To mitigate these oscillations, we introduce momentum, which mimics a ball rolling down a hill by accumulating velocity. Instead of relying solely on the current gradient, momentum keeps a running average of past gradients. The velocity $v_t$ is updated as: $$v_t = \gamma v_{t-1} + \eta \nabla J(\theta_t)$$ and the parameters are updated via $\theta_{t+1} = \theta_t - v_t$. Here, $\gamma$ (usually 0.9) acts as a friction coefficient, allowing the optimizer to dampen oscillations and accelerate in directions of consistent descent.
The Adaptive Moment Estimation (Adam) optimizer evolves this concept further by maintaining separate learning rates for every single parameter. Adam tracks both the first moment (the mean) $m_t$ and the second moment (the uncentered variance) $v_t$ of the gradients: $$m_t = \beta_1 m_{t-1} + (1-\beta_1)g_t$$ and $$v_t = \beta_2 v_{t-1} + (1-\beta_2)g_t^2$$. This allows the optimizer to scale the update inversely to the square root of the accumulated gradients, effectively taking smaller steps for frequently updated parameters and larger steps for rare ones.
Because the first and second moments are initialized at zero, they are biased toward zero during the initial steps.
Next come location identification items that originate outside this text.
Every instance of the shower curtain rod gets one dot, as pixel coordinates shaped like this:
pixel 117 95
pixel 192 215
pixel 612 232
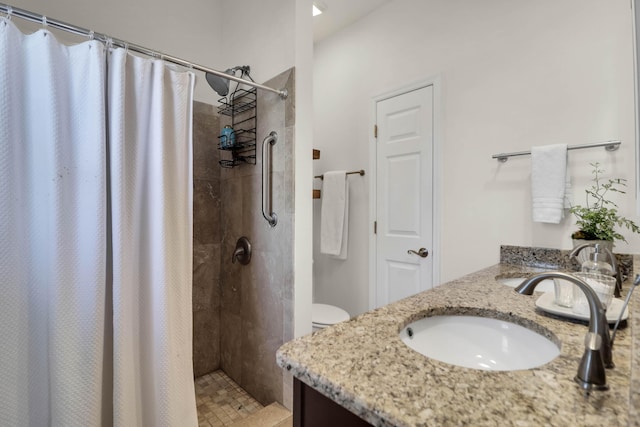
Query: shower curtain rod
pixel 35 17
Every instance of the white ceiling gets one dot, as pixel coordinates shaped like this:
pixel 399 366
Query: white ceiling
pixel 338 14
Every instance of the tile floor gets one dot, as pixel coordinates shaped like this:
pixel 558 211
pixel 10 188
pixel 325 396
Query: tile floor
pixel 221 402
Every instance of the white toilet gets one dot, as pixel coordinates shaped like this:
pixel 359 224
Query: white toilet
pixel 323 315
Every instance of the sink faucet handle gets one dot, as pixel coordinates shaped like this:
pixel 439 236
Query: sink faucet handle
pixel 591 375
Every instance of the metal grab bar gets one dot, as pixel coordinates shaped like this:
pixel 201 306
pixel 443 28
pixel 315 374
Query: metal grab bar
pixel 267 209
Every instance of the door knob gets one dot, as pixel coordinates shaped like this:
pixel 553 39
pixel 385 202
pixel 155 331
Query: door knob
pixel 422 252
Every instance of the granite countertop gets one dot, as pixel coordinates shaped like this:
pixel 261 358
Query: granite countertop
pixel 364 366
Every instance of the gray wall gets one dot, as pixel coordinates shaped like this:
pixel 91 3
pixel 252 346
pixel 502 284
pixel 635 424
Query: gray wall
pixel 243 313
pixel 206 240
pixel 257 299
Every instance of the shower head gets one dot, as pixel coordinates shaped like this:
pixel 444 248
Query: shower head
pixel 220 84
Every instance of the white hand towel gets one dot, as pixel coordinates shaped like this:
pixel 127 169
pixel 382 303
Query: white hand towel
pixel 334 214
pixel 548 182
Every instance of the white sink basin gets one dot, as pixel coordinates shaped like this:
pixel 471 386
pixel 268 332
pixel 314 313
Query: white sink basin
pixel 544 286
pixel 479 343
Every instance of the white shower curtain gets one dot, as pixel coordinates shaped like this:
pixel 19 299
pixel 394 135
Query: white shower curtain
pixel 95 236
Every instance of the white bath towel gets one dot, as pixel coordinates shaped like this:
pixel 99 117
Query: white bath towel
pixel 334 214
pixel 548 182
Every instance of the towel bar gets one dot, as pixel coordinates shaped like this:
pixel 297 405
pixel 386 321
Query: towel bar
pixel 608 145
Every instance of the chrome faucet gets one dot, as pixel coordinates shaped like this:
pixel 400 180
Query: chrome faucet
pixel 597 353
pixel 614 264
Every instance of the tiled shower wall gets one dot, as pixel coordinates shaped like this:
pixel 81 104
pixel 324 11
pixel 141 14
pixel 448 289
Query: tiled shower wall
pixel 206 240
pixel 257 299
pixel 242 314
Adam corrects this using bias-correction terms: $$\hat{m}_t = \frac{m_t}{1-\beta_1^t}$$ and $$\hat{v}_t = \frac{v_t}{1-\beta_2^t}$$. The final update rule becomes: $$\theta_{t+1} = \theta_t - \frac{\eta}{\sqrt{\hat{v}_t} + \epsilon} \hat{m}_t$$. Here, $\epsilon$ is a small constant to prevent division by zero. This combination of momentum and scaling makes Adam the default choice for most deep architectures.
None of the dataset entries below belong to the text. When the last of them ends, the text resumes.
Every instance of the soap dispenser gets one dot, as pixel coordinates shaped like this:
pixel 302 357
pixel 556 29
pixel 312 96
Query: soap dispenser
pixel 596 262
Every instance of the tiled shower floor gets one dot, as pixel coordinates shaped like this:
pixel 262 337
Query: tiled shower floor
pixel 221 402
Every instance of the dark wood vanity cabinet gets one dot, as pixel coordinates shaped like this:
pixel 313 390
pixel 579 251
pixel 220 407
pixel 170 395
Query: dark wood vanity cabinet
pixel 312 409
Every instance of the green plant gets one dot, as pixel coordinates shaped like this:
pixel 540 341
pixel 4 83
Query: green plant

Despite the power of Adam, the choice of the global learning rate $\eta$ remains critical. A constant learning rate often leads to 'over-shooting' the minimum as the model converges. Learning rate scheduling solves this by decaying $\eta$ over time. A common approach is Step Decay, where $\eta$ is multiplied by a factor $\gamma < 1$ every $k$ epochs, or Cosine Annealing, which follows a half-cosine curve to smoothly transition from a high rate to nearly zero: $$\eta_t = \eta_{min} + \frac{1}{2}(\eta_{max} - \eta_{min})(1 + \cos(\frac{T_{cur}}{T_{max}}\pi))$$.
In practice, the interaction between the optimizer and the scheduler determines the generalization capability of the network. While Adam converges faster, some research suggests that SGD with a well-tuned schedule may find 'flatter' minima, leading to better test-set performance. Therefore, practitioners often start training with Adam for rapid progress and switch to SGD for a 'fine-tuning' phase, ensuring the model settles into a robust, low-error region of the parameter space.